Il gruppo capì che il ruolo di chi fa politica in università non sta esclusivamente nell’essere intermediario tra studenti e docenti. Si iniziò come rappresentanti, ma in breve tempo l’ambizione crebbe. Cominciò a serpeggiare l’aspirazione di trovare un collegamento tra quello che studiamo quotidianamente e la politica intesa come modo di cambiare il mondo.

Tutti gli anni c’è un bando per il finanziamento delle attività degli studenti. Si decise di iniziare con una mostra. I termini erano stringenti, Stellacci si ruppe un braccio nella corsa per portare la domanda di finanziamento agli uffici, eroicamente ci riuscì e sulla scia del successo di questa prima iniziativa ne arrivarono altre a valanga in seguito.

Mostre ne continuiamo a fare, ma non ci si limitò a questo. A qualcuno venne l’idea di organizzare un viaggio alla Biennale a Venezia. Da allora tutti gli anni l’organizziamo.

Un altro disse “qua al Politecnico abbiamo esperti di tutto, perchè non chiamiamo qualcuno a parlare di nuove tecnologie?”. Così venne il professor Decina a fare la prima conferenza, e tutto un lavoro sulle libertà digitali. Era la fine degli anni ’90, se oggi è attualità allora era il futuro.

Ma non ci accontentammo. Osservando le facoltà umanistiche ci si chiese “ma perchè in una scuola tecnica dobbiamo limitarci al tecnico?”. E nacque il primo cineforum. Considerato che tuttora ne facciamo 2 all’anno, il tabu che la visione di film per una riflessione fosse solo una questione “umanistica” crollò miseramente.

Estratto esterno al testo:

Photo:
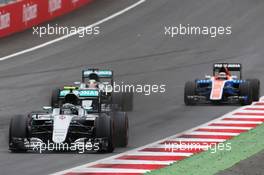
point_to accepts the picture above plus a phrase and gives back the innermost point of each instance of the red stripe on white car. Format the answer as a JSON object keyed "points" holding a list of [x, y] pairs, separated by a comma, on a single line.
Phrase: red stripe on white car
{"points": [[172, 149]]}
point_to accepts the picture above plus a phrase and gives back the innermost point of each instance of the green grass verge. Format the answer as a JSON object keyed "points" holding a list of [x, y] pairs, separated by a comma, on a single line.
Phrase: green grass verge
{"points": [[208, 163]]}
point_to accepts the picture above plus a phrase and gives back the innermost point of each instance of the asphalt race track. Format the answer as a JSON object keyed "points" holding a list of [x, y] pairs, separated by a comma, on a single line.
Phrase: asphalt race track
{"points": [[134, 45]]}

Poi “ma perchè non interfacciarsi col quartiere, e al contempo dare agli studenti qualcosa che svaghi dallo studio?”. Ed ebbe origine il Polisuona. E dato che “mens sana in corpore sano”, nel 2007 è nato il primo torneo che coinvolge tutti gli studenti del Politecnico di Milano: i Terna Poligames!

Da un numero di candidati che sta sulle dita di una mano, si è passati ai 40 del 2002, agli oltre 80 del 2004, agli oltre 100 del 2006. Attualmente abbiamo un’ottantina di rappresentanti eletti della sola Terna Sinistrorsa, più qualcuno che rappresentante non è.

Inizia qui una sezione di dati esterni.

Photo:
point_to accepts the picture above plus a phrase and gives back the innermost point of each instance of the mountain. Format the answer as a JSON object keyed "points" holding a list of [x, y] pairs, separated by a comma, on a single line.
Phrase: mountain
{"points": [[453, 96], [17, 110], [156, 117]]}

Essere tanti permette di scoprire tanti problemi, dà un grande apporto di idee e di proposte. Grazie alla buona volontà di alcuni Terni, sono potute nascere Terna Bovisa ed Architerna, per occuparsi meglio di alcune realtà locali.

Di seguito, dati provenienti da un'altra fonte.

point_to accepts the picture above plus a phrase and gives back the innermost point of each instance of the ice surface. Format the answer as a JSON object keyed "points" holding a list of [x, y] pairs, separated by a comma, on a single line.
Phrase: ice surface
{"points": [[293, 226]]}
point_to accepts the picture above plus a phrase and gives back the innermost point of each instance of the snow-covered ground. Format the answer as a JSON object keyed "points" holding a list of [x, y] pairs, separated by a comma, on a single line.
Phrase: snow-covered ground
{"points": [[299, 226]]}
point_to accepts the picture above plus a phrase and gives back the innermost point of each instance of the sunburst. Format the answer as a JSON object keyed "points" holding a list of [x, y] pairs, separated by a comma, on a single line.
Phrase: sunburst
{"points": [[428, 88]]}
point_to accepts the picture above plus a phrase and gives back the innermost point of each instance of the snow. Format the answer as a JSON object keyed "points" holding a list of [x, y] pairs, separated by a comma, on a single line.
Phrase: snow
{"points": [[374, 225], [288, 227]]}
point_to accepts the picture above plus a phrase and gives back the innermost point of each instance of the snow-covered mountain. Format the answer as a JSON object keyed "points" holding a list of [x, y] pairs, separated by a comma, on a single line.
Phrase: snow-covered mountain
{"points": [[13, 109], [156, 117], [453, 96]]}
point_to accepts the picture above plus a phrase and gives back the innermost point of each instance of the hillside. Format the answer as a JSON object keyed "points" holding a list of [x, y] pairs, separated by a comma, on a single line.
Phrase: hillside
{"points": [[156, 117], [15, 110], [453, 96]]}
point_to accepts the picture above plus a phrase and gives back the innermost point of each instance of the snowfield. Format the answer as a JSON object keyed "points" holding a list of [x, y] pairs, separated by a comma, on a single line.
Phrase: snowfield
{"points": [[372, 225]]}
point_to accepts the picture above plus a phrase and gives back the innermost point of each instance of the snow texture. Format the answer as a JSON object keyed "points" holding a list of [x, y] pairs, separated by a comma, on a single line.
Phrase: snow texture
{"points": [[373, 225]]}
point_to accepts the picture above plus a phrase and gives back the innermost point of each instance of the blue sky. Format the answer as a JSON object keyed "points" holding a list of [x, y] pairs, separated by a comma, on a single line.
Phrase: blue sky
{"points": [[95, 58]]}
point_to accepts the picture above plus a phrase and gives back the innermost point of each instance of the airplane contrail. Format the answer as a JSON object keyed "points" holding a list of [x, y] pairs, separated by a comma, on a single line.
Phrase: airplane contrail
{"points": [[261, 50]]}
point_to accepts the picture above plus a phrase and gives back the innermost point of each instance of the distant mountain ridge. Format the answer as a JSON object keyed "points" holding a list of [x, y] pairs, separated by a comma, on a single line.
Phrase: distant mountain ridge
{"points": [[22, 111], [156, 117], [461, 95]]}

Del gruppo storico non c’è più nessuno. Daniele lavora al Politecnico, Francesco lavora al MIT, e così via tutti gli altri sono andati per la loro strada. La Terna però c’è ancora, ha attraversato tante persone e tante ne attraverserà. C’è spazio per tutti, per chi si identifica con una forza precisa, per chi non ha partiti di riferimento, per chi è cattolico, mussulmano, buddista, ateo o chissachè.

L’unica cosa che occorre per star con noi è la voglia di proporre, di metter mano a ciò che non va.